Д-р Дальши красноречиво пожал плечами.

– Среди самых неподатливых случаев, что нам всем попадались. Он уже вошел в литературу. В нашей сфере известен как Братия-Брейдер, из-за его глубокой, хоть и не исключительной привязанности к этому сериалу[41].

– Ой, ну, там еще эта Марша, точно, а потом среднюю звали… – пока Зойд не заметил направленный на себя пронизывающий взгляд.
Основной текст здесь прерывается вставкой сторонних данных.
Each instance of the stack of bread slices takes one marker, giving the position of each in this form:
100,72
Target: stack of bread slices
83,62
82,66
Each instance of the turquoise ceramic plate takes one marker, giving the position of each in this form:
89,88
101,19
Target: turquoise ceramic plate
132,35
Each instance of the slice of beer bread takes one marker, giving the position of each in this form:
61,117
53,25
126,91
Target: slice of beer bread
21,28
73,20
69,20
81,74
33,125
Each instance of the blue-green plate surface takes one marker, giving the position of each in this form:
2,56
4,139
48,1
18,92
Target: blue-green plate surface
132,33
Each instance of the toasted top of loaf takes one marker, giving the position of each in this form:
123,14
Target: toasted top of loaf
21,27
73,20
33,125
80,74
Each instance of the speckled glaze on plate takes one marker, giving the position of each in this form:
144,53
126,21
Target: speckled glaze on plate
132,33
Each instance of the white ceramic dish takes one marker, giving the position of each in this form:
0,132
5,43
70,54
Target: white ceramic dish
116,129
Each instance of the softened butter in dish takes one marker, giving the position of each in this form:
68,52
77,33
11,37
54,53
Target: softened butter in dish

– Быть может, – произнес д-р Дальши, – вам следует нам позвонить в любом случае.

– Я ж не сказал, что все их имена помню! – возопил Зойд ему вслед, но тот уже полувышел за дверь, где вскоре и остальные его догонят, после чего, чуть погодя, пропал с глаз, да и так не поймав притом Эктора.
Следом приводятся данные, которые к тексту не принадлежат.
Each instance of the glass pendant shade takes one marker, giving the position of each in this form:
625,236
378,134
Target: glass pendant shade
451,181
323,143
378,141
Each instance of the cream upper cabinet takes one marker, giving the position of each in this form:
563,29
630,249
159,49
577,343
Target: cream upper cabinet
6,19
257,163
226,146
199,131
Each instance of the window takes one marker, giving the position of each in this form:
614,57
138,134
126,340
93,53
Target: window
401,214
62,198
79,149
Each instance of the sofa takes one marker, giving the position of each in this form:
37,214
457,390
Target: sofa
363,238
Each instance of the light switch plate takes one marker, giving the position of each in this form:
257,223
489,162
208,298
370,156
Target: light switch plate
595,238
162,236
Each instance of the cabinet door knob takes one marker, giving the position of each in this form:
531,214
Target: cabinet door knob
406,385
Эктор, как теперь оказывалось – некий сбежавший псих, – по-прежнему оставался на свободе.

22

Кот Sylvester J. Pussycat Sr. и канарейка Tweety Bird – герои мультфильмов серий «Looney Tunes» и «Merrie Melodies» компании Warner Bros., выходивших с 1945 г. и 1942 г. соответственно. – Примеч. ред.

23

Зд.: Чё?.. Ни бельмеса по-английски (исп.).

24

Рикардо Монтальбан (Рикардо Гонсало Педро Монтальбан и Мерино, 1920–2009) – мексиканский и американский актер, звезда 1950–1960-х гг. – Примеч. ред.

25

Т. е. супермаркет «Safeway»; сеть работает с 1915 г. – Примеч. ред.

26

Зд.: гражданская служба.

27

Канцелярская крыса, чернильная душа (исп.).

28

Зд.: фиг там (исп.).

29

Зд.: тьфу ты (исп.).

30

«In-A-Gadda-Da-Vida» – 18-минутная композиция калифорнийской группы Iron Butterfly с их одноименного альбома 1968 г. – Примеч. ред.

31

Передозировался.

32

Зд.: такие дела (исп.).

33

Кореш (исп.).

34

Зд.: да и хрен с ним (исп.).

35

Weathermen (тж. Weather Underground Organization) – леворадикальная студенческая организация, действовавшая в США в 1969–1977 гг. – Примеч. ред.

36

Матерь Божья! (исп.)

37

Магистр социального обеспечения, доктор философских наук.

38

Из света к здоровью (лат.).

39

Зд.: суточные (лат.).

40

Шкипер и Гиллиган – персонажи сериала Шервуда Шварца «Gilligan's Island» («Остров Гиллигана»), выходившего на телеканале Си-би-эс в 1964–1967 гг. – Примеч. ред.

41

«The Brady Bunch» («Семейка Брейди») – комедийный сериал, выходивший на телеканале Эй-би-си в 1969–1974 гг. и получивший множество продолжений. – Примеч. ред.